Randall L. Squires
Recording Engineer · Mixing Engineer · Mastering Engineer · Live Sound Engineer
Randall L. Squires is a Grammy-winning recording, mixing, mastering, and live sound engineer with more than twenty years of professional experience. An Apple Digital Masters Certified Engineer based in Austin, Texas, he has built a career at the intersection of classical production and choral music, working alongside some of the most celebrated vocal ensembles in the United States. His work spans concert halls and recording studios, from intimate chamber recordings to nationally toured oratorio productions, and has earned him recognition across both the studio and the live sound world.
Grammy Nominations
Squires has worked on three records that received Grammy nominations across two of the country’s most distinguished choral organizations.
As recording and mastering engineer on Roomful of Teeth’s Rough Magic (2023), he earned a nomination for Best Chamber Music/Small Ensemble Performance at the 66th Annual Grammy Awards — a nomination the album converted into a win.
As producer on Conspirare’s House of Belonging (Delos, 2023), he received a nomination for Best Choral Performance at the same ceremony. Most recently, his work as producer, recording engineer, editor, and mastering engineer on Conspirare’s advena: liturgies for a broken world (Divine Art, 2025) earned another Best Choral Performance nomination at the 68th Annual Grammy Awards — Conspirare’s twelfth nomination and Divine Art’s first.
Nomad Sound
Squires’s return to professional audio engineering was catalyzed by Damon Lange, founder and owner of Nomad Sound, Austin’s preeminent boutique live sound company. Lange brought Squires back into the world of music after a period away from the industry, and it is a debt Squires readily acknowledges as foundational. Beginning around 2013, Squires joined Nomad Sound as an engineer and systems technician, working across Nomad’s wide portfolio of live music events in Austin and beyond. Nomad Sound has been a cornerstone of Austin’s live music scene since its founding in 2005, providing full-service production for concerts, festivals, corporate events, and private productions of every scale. It was through Lange and Nomad Sound that Squires was introduced to Conspirare and, subsequently, to Roomful of Teeth — the two ensemble relationships that have come to define the arc of his career.
Roomful of Teeth
Since 2015, Squires has served as Head Audio Engineer for Roomful of Teeth, the Grammy-winning vocal octet founded by Brad Wells. His role encompasses recording, mixing, mastering, and live front-of-house sound design — a rare combination of studio and stage responsibilities that reflects the ensemble’s commitment to seamless audio across every performance context. Concert critics have consistently cited his contributions as foundational to the ensemble’s live experience.

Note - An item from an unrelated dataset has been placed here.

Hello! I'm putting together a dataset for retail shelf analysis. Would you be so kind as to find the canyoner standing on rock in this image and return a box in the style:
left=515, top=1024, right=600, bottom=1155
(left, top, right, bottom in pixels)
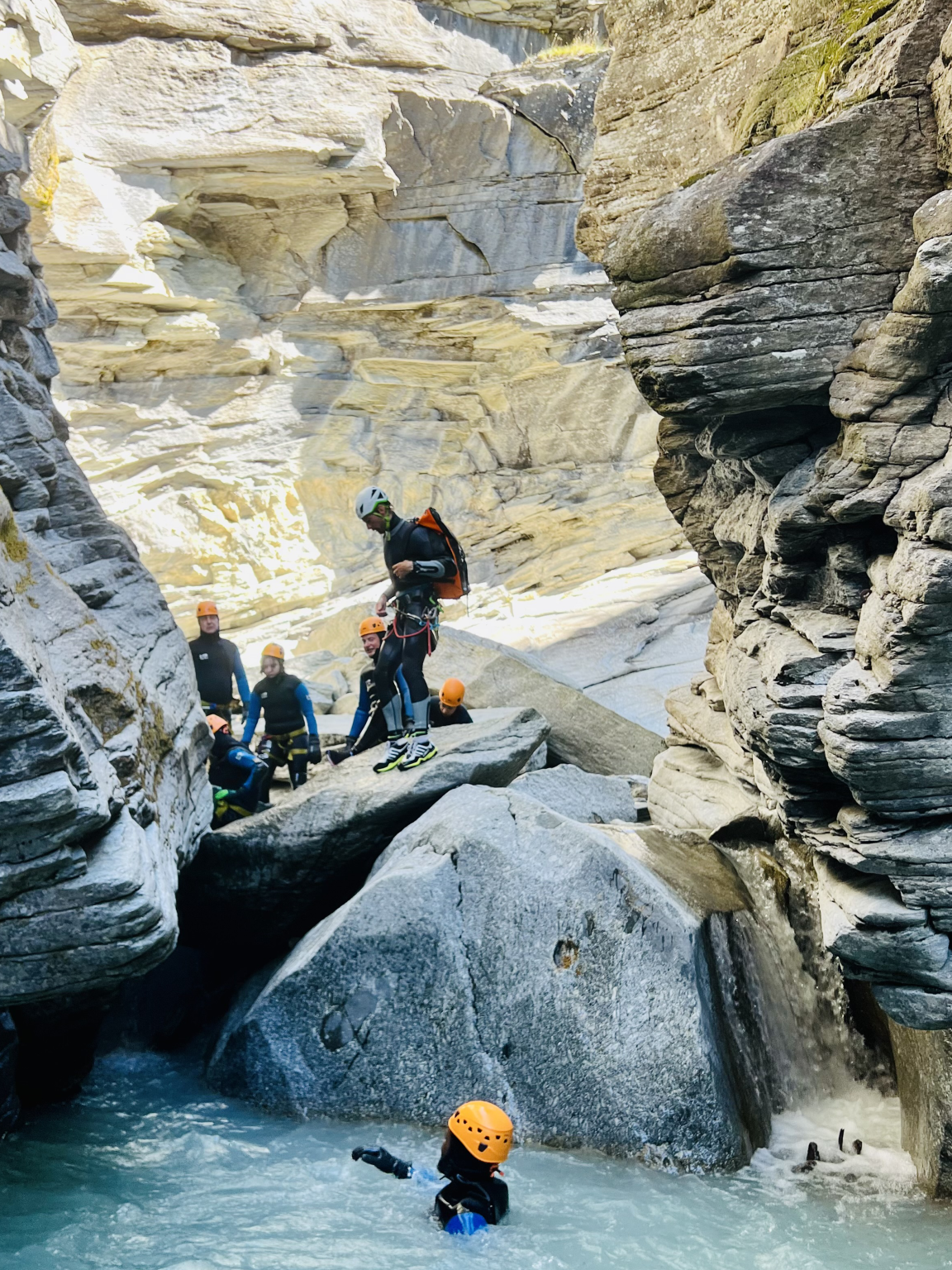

Writing in the Chicago Classical Review, reviewer Daniel Hautzinger described Squires as effectively the ninth performer in any Roomful of Teeth concert — the engineer at the mixing board manipulating a palette of amplification and reverb effects alongside the eight singers on stage, with the integration so tight that it was frequently difficult to tell how much of each effect was due to the singers versus the engineering. Reviewer Stephen Marino, writing for Classic Melbourne following the ensemble’s February 2026 appearance at the Elisabeth Murdoch Hall, described Squires’s presence as not incidental but foundational, and praised his sound design throughout the evening as demonstrating refined musical sensitivity.
For the recording of Rough Magic, Squires employed an innovative recording approach at MASS MoCA, positioning DPA d:facto microphones in a 360-degree spatial configuration and incorporating the performance space’s natural acoustics — including live reverb feeds built directly into the room — into the recording. The result is an album that captures both the intimacy of the ensemble and the architecture of the space, earning widespread critical acclaim and the Grammy win for Best Chamber Music/Small Ensemble Performance.
Conspirare
Squires has been the live sound engineer for Conspirare, Craig Hella Johnson’s Austin-based Grammy-winning professional choral ensemble, since approximately 2013 — a partnership spanning well over a decade of concert seasons. In that role he has served as front-of-house engineer for Conspirare’s complete live operations, translating the ensemble’s complex acoustic and amplified choral sound to stages across the country. His work encompasses a broad range of programming, from intimate recitals to large-scale staged productions with soloists and chamber orchestra.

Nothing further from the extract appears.